Linux – How to tar directory and then remove originals including the directory

linuxtar

I'm trying to tar a collection of files in a directory called 'my_directory' and remove the originals by using the command:

tar -cvf files.tar my_directory --remove-files

However it is only removing the individual files inside the directory and not the directory itself (which is what I specified in the command). What am I missing here?

EDIT:

Yes, I suppose the 'remove-files' option is fairly literal. Although I too found the man page unclear on that point. (In linux I tend not to really distinguish much between directories and files that much, and forget sometimes that they are not the same thing). It looks like the consensus is that it doesn't remove directories.

However, my major prompting point for asking this question stems from tar's handling of absolute paths. Because you must specify a relative path to a file/s to be compressed, you therefore must change to the parent directory to tar it properly. As I see it using any kind of follow-on 'rm' command is potentially dangerous in that situation. Thus I was hoping to simplify things by making tar itself do the remove.

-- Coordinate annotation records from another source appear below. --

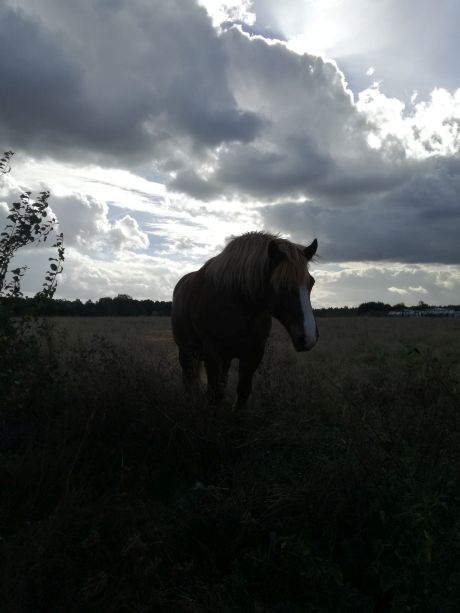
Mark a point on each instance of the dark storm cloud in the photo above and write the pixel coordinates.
(417, 222)
(114, 79)
(313, 141)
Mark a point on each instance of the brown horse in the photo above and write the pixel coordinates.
(224, 310)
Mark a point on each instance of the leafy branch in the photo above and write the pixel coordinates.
(28, 224)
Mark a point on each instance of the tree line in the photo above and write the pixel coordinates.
(124, 305)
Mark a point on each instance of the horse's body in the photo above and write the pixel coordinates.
(223, 311)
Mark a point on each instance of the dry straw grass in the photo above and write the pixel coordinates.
(337, 489)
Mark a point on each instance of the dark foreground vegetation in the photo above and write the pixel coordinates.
(337, 490)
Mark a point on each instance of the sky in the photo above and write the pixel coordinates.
(164, 127)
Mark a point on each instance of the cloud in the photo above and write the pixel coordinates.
(416, 221)
(398, 290)
(351, 283)
(114, 81)
(230, 131)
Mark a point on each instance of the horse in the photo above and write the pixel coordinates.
(224, 310)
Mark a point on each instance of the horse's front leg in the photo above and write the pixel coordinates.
(191, 366)
(247, 368)
(217, 374)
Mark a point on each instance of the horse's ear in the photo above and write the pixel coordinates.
(275, 254)
(310, 251)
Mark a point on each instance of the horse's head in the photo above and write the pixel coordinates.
(289, 292)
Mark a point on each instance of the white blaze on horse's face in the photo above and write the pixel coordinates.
(309, 324)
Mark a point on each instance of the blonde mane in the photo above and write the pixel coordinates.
(244, 264)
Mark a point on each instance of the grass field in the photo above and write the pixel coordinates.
(338, 489)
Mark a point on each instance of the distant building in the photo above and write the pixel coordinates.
(429, 312)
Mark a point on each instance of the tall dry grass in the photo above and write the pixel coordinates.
(337, 489)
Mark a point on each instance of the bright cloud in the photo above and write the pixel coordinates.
(161, 129)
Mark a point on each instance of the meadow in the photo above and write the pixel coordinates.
(337, 489)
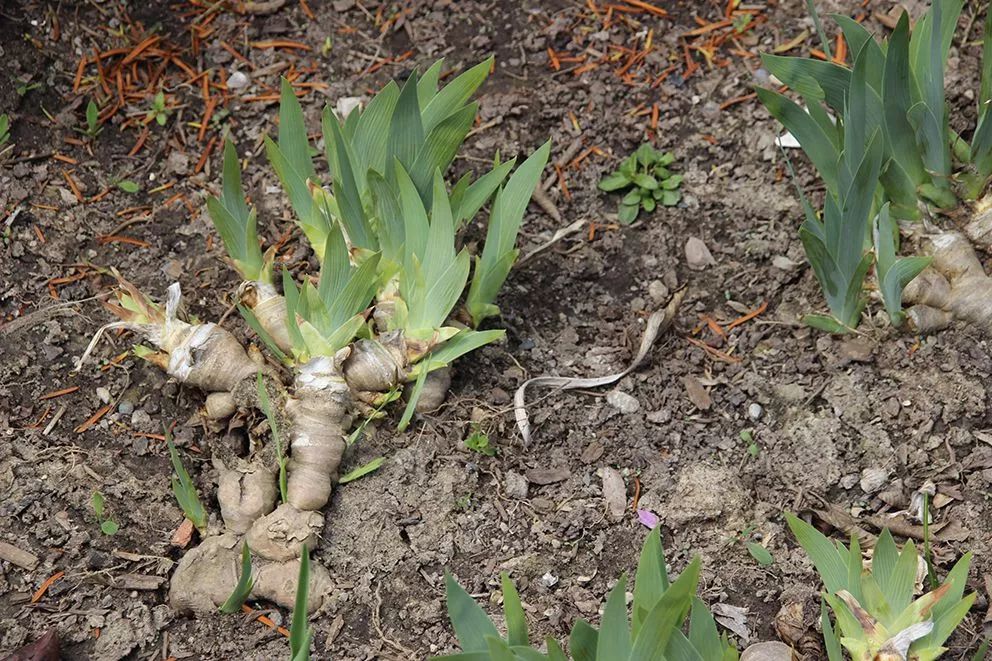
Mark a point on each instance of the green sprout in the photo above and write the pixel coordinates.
(92, 128)
(648, 180)
(266, 405)
(159, 110)
(874, 609)
(4, 129)
(300, 635)
(667, 621)
(107, 525)
(185, 490)
(245, 583)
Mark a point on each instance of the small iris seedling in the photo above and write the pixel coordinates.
(667, 621)
(647, 181)
(878, 133)
(478, 441)
(107, 525)
(160, 111)
(185, 490)
(245, 583)
(873, 610)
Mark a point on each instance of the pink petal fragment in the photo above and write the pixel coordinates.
(648, 518)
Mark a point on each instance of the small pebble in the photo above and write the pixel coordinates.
(697, 255)
(140, 419)
(515, 485)
(658, 291)
(873, 479)
(623, 402)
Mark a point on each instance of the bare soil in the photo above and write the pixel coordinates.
(856, 423)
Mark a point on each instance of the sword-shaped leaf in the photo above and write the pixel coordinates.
(499, 253)
(455, 94)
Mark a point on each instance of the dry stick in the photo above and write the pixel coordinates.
(558, 236)
(658, 322)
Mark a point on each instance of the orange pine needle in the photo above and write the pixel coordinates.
(716, 353)
(40, 592)
(737, 99)
(113, 238)
(205, 122)
(59, 393)
(264, 620)
(78, 80)
(93, 419)
(651, 9)
(150, 41)
(748, 317)
(140, 142)
(73, 186)
(709, 27)
(279, 43)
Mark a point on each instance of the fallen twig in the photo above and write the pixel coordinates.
(657, 322)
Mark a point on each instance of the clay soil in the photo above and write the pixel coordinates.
(718, 432)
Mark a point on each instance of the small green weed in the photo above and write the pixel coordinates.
(107, 525)
(648, 181)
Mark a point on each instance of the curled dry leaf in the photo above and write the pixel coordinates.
(657, 322)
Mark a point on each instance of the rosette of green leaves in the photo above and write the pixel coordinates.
(646, 179)
(874, 610)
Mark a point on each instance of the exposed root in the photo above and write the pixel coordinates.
(954, 287)
(269, 308)
(206, 576)
(979, 227)
(319, 415)
(276, 582)
(376, 366)
(219, 405)
(281, 534)
(245, 493)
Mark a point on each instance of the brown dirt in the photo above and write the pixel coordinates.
(831, 408)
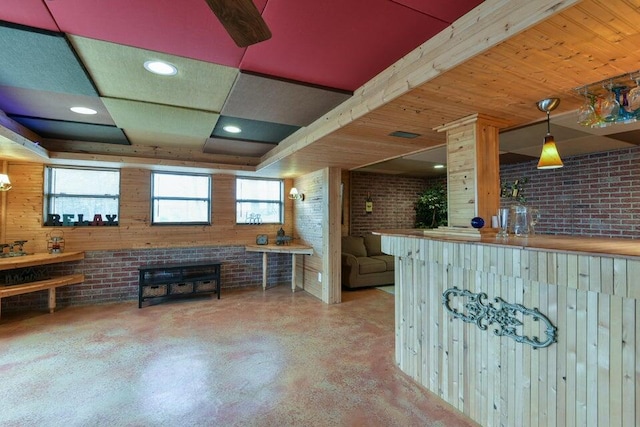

For example, imagine a backup script where the directory to backup (ie. tar) is included as a shell variable. If that shell variable value was badly entered, it is possible that the result could be deleted files from whatever directory you happened to be in last.

Best Answer

You are missing the part which says the --remove-files option removes files after adding them to the archive.

You could follow the archive and file-removal operation with a command like,

find /path/to/be/archived/ -depth -type d -empty -exec rmdir {} \;


Update: You may be interested in reading this short Debian discussion on,
Bug 424692: --remove-files complains that directories "changed as we read it".